Channing Tatum looks as bored as I was watching this.

Although this is based on a true story, the interesting true story for me would have been about Ken Carter and not the students. All of the students appear to have come from broken homes. Without a father figure to teach them respect, they are all undisciplined, rude children unfit for civil society. We know why they act the way they do. No one in their life has ever held them accountable for anything. These kind of kids are a dime a dozen. Their story is sad but not unique.

Ken Carter, on the other hand is rare. Here is a man who takes a job for no other reason than to brag about his past highschool glory and help his old team out. He is very educated. On the DVD their is an interview with the real Ken Carter. Jackson does not do him justice. The real Carter speaks intelligently, with out any slang. Jackson plays Carter as more rough than brilliant. Carter is a single father who came from a large southern family. I want to know more about how he was raised and became the man he did, than I do the athletes.

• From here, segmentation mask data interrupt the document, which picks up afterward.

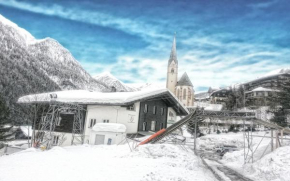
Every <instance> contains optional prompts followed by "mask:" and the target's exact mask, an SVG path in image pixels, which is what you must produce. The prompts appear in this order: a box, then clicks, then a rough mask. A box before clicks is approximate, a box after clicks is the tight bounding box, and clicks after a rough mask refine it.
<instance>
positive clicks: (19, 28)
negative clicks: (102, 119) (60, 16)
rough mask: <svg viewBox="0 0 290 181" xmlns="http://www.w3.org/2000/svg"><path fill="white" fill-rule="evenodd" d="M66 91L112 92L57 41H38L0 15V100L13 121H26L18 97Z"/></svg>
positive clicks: (20, 28)
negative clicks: (86, 69) (45, 92)
mask: <svg viewBox="0 0 290 181" xmlns="http://www.w3.org/2000/svg"><path fill="white" fill-rule="evenodd" d="M67 89H87V90H88V89H89V90H94V91H110V88H109V87H108V86H107V85H106V84H104V83H102V82H98V81H97V80H95V79H94V78H92V77H91V76H90V75H89V74H88V73H87V72H86V71H85V70H84V69H83V68H82V67H81V65H80V64H79V63H78V62H77V61H76V60H75V58H74V57H73V56H72V55H71V53H70V52H69V51H68V50H67V49H65V48H64V47H63V46H62V45H61V44H59V43H58V42H57V41H56V40H53V39H51V38H46V39H43V40H37V39H35V38H34V37H33V36H32V35H31V34H30V33H29V32H27V31H26V30H24V29H22V28H20V27H18V26H17V25H16V24H14V23H13V22H11V21H9V20H7V19H6V18H4V17H3V16H1V15H0V96H2V97H3V98H4V99H5V101H6V105H7V106H8V107H10V108H13V109H11V115H12V116H13V118H12V120H14V121H19V122H22V121H24V120H25V119H26V118H25V113H24V112H22V111H20V110H22V108H21V105H19V104H17V103H16V101H17V99H18V97H20V96H23V95H27V94H34V93H41V92H50V91H57V90H67ZM14 123H15V122H14Z"/></svg>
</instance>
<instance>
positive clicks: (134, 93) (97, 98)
mask: <svg viewBox="0 0 290 181" xmlns="http://www.w3.org/2000/svg"><path fill="white" fill-rule="evenodd" d="M150 99H161V100H163V101H164V102H166V104H167V105H168V106H169V107H172V108H173V109H174V110H175V111H176V113H177V114H178V115H187V114H188V110H187V109H186V108H185V107H184V106H183V104H182V103H180V102H179V101H178V99H177V98H176V97H175V95H173V94H172V93H171V92H170V91H169V90H168V89H146V90H142V91H135V92H111V93H103V92H91V91H87V90H67V91H57V92H48V93H41V94H33V95H27V96H23V97H20V98H19V99H18V103H25V104H38V103H42V104H57V103H59V104H61V103H66V104H82V105H112V106H118V105H120V106H121V105H130V104H132V103H135V102H138V101H145V100H150Z"/></svg>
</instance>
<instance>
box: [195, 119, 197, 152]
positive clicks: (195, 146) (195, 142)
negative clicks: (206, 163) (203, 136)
mask: <svg viewBox="0 0 290 181" xmlns="http://www.w3.org/2000/svg"><path fill="white" fill-rule="evenodd" d="M196 129H197V119H196V120H195V123H194V153H195V154H196V136H197V133H196Z"/></svg>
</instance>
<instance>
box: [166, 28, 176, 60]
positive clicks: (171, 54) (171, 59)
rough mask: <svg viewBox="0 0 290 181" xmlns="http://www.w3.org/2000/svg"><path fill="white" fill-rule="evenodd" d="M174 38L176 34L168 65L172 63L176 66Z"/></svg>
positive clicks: (173, 39) (172, 44)
mask: <svg viewBox="0 0 290 181" xmlns="http://www.w3.org/2000/svg"><path fill="white" fill-rule="evenodd" d="M175 37H176V33H174V38H173V43H172V48H171V53H170V58H169V60H168V65H170V64H171V62H172V61H174V62H175V63H176V64H178V61H177V54H176V40H175Z"/></svg>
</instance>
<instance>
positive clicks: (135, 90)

As Scott mentioned, too much time is given to side plots. One involves a romance between a basketball player with college potential, and his pregnant girlfriend. Any mildly intelligent adult knows theirs only two ways that plot will end. Another pointless story is about a belligerent player who deals drugs with his brother. Again, we know how that will play out.

When the movie stays on Carter dealing with a system that fails children on the family front as well as in the school, you have an arresting drama that speaks volume about the state of some segments of our society. Whenever it focuses on the teens, the movie turns into an after school special.